Eu queria só dar um exemplo, que eu já apresentei na Universidade Federal Fluminense (UFF) no ano passado em um colóquio (Colóquio de Pesquisadores e Pós-Graduandos em História Medieval - Perspectivas de Investigação e Colaboração Científica), quando li, pela primeira vez no Brasil, um trabalho sobre Curial e Guelfa. Logo no início da tradução, Curial, o protagonista, se apresenta como vassalo ao seu senhor, e impressiona a todos com sua beleza. Ele diz: “Senhor, eu sou vosso”. O marquês responde: “Pela minha fé, nunca vi tão gentil criatura que me agradasse tanto”, e acrescenta: “Tu serás meu, pois a mim te entregaste, mas serias meu mesmo que tivesse te entregado a outro”. Bom, esse é um diálogo típico das relações feudo-vassálicas medievais, uma reminiscência do feudalismo medieval essa relação amorosa entre os homens, a ideia de amor como amizade. E curiosamente isso está logo no capítulo 1.1 da novela. O professor Armando me ligou de São Paulo, um pouco perplexo, sugerindo que eu desse uma amenizada nas expressões, pois poderiam sugerir ao leitor contemporâneo, que não conhece História, algum tipo de relação homossexual ou homoerótica. Só que, esse tipo de diálogo, entre os homens da época e mesmo entre os medievais, era muito comum e, aí, nós ficamos naquele dilema: vamos fazer uma proposta de tradução, que é uma adaptação para o leitor moderno entender o texto, ou vamos ficar fiéis à linguagem original? Eu então optei por ficar o mais próximo possível da linguagem. E, é claro, coloquei uma nota.
 
Stan Stein – A nota que dá o contexto!
 
Ricardo da Costa – Exatamente. Coloquei uma nota, explicando isso, e também indicando uma bibliografia, sempre que necessário. Mas isso é um bom exemplo da dificuldade de um leitor atual de entender um texto do século XV (ou qualquer texto anterior ao século XVIII!). É um bom exemplo.
 
Gabriel – Como o ofício da tradução se conjuga com a responsabilidade do historiador?
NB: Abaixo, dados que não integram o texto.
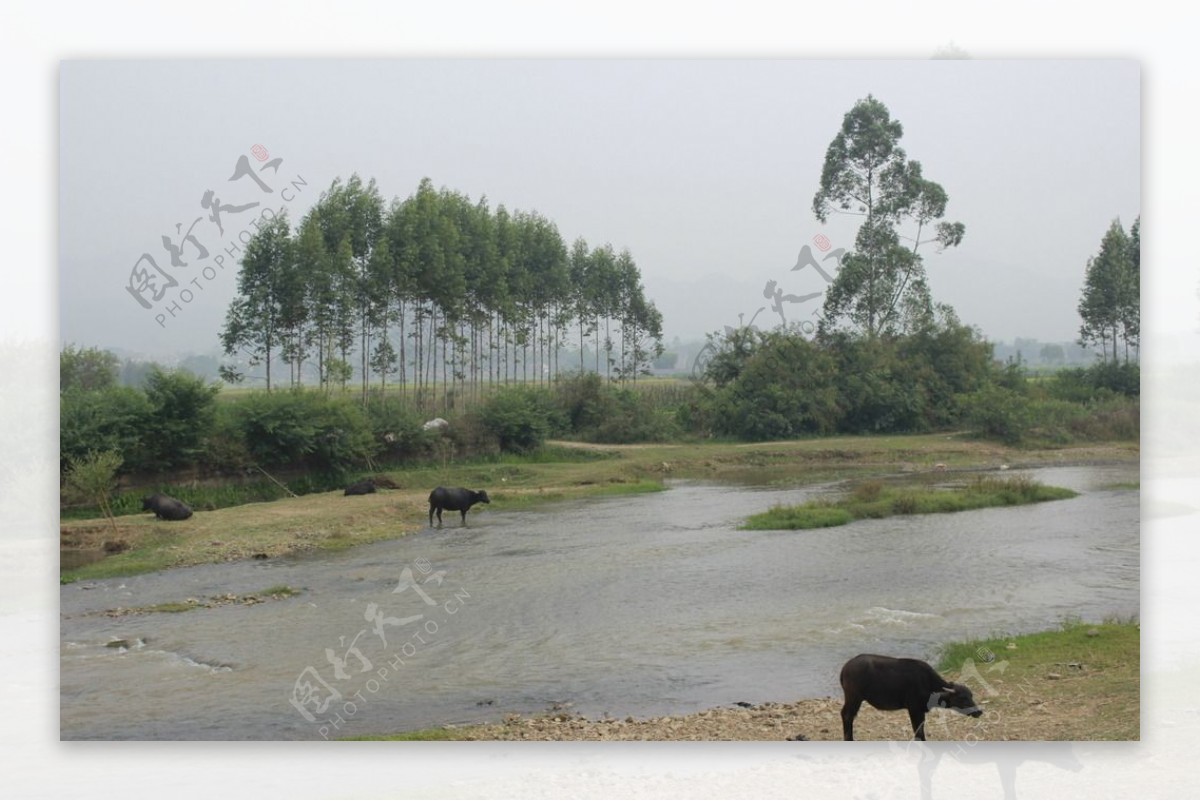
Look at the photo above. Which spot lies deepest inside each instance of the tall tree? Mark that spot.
(881, 287)
(1109, 301)
(255, 319)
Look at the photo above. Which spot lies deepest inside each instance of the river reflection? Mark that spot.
(647, 604)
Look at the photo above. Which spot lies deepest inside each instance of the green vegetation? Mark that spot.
(874, 499)
(557, 471)
(881, 288)
(1110, 301)
(1078, 682)
(93, 479)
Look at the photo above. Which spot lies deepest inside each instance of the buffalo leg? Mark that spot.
(917, 716)
(849, 710)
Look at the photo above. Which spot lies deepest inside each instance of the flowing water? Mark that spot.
(648, 604)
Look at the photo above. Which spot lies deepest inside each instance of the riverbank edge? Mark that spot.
(333, 522)
(1077, 682)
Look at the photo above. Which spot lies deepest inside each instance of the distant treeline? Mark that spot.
(433, 293)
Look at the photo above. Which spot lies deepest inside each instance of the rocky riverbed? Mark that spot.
(816, 718)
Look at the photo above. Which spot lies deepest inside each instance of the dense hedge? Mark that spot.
(757, 386)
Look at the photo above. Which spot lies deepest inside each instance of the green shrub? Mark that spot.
(304, 428)
(519, 417)
(997, 413)
(112, 419)
(399, 429)
(181, 411)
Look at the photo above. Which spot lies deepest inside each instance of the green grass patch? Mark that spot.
(1080, 681)
(874, 499)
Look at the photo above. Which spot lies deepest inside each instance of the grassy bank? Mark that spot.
(1078, 681)
(1081, 681)
(876, 499)
(329, 521)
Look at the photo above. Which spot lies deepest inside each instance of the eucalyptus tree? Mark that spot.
(603, 301)
(881, 285)
(580, 270)
(546, 287)
(1110, 294)
(510, 246)
(641, 323)
(1131, 309)
(352, 214)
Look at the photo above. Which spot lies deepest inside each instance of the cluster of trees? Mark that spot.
(160, 426)
(432, 289)
(178, 423)
(881, 288)
(779, 384)
(1110, 305)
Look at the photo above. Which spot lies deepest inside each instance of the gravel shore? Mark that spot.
(815, 718)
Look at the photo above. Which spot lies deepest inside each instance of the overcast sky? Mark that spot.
(705, 169)
(1036, 167)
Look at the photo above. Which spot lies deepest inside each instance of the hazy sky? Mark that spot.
(1035, 167)
(703, 168)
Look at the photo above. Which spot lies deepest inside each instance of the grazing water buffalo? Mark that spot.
(455, 499)
(887, 682)
(361, 487)
(166, 507)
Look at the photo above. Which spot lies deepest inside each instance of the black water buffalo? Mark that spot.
(166, 507)
(455, 499)
(887, 682)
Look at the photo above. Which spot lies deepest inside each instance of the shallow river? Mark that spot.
(646, 604)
Ricardo da Costa – Quando cheguei à UFES, em 2000 (fiz o concurso em 1998, mas só tomei posse em janeiro de 2000), eu tinha acabado de chegar de um estágio de três meses em Freiburg im Breisgau, na Alemanha, onde fui estudar catalão medieval e paleografia catalã do século XV com o querido Professor Fernando Domínguez Reboiras (no Raimundus-Lullus-Institut) e entrei em contato com o trabalho por eles realizado para o Corpus Christianorum da Bélgica, editora que publica as fontes medievais. Conheci, obviamente, esse trabalho filológico a que o Francis aludiu no início e, aí, o que eu expliquei aqui em dois minutos, eu resumi uma experiência que eu tive na Alemanha, uma experiência que, infelizmente, aqui no Brasil nós não temos nos cursos de História. E, por não termos essa experiência, quando eu cheguei e registrei meu primeiro projeto de pesquisa, a tradução da novela Félix ou O Livro das Maravilhas, um texto de 1289, houve certa estupefação. Muitos colegas não achavam que aquilo era um trabalho histórico, que era um trabalho literário, um trabalho de tradução, um trabalho menor. Para você ter uma ideia de meu choque cultural, na Alemanha, quando um professor faz uma tradução de um documento histórico, equivale a um título de doutor.

Durante um tempo houve certa desconfiança em que o que eu faço aqui, nesse caso, não é um trabalho histórico. O que é uma infelicidade, porque não há maior trabalho histórico do que esse, como me referi à citação de Richard Fletcher: você lida diretamente com as palavras escritas naquele tempo! É um trabalho histórico muito importante e que, no caso da Literatura como Curial e Guelfa, você escuta os diálogos! Você descobre como as pessoas conversavam ou, pelo menos, tem uma razoável noção de como, mesmo idealizada, deveria ser um diálogo das pessoas das camadas superiores da sociedade, o que é uma coisa muito importante. Então, eu creio que isso é parte essencial do ofício do historiador: lidar com as palavras. Pois o curso de História é um curso em que a gente aprende a ler, assim como em um curso de Artes você aprende a ver. Então, lidamos com as palavras o tempo inteiro, quando escrevemos, quando pesquisamos, e quando publicamos o que pesquisamos. É essencial essa preocupação com as palavras. É como um trabalho artesanal. Aliás, o doutor Stan sabe bem que uma vírgula mal colocada dá processo! (risos)

Francis – Eu gostaria de aproveitar esse “gancho” para delimitar, questionar esse trabalho técnico que foi realizado com Curial e Guelfa. Esse ofício de tradução, da busca pela fonte primária, pela perfeição de se aproximar da palavra mais próxima do tempo, chegar ao tempo deles, não trazê-los ao nosso tempo, que é o que o senhor sempre nos orienta. Eu gostaria de saber, nesse ofício, qual é o ponto em que você se aproxima do serviço de um copista, como o senhor bem conhece.

Ricardo da Costa – É bem diferente, bem diferente de um copista. Um copista “simplesmente” copia. Já um copista medieval...
 
Francis – Eu gostaria que o senhor falasse um pouco sobre os copistas.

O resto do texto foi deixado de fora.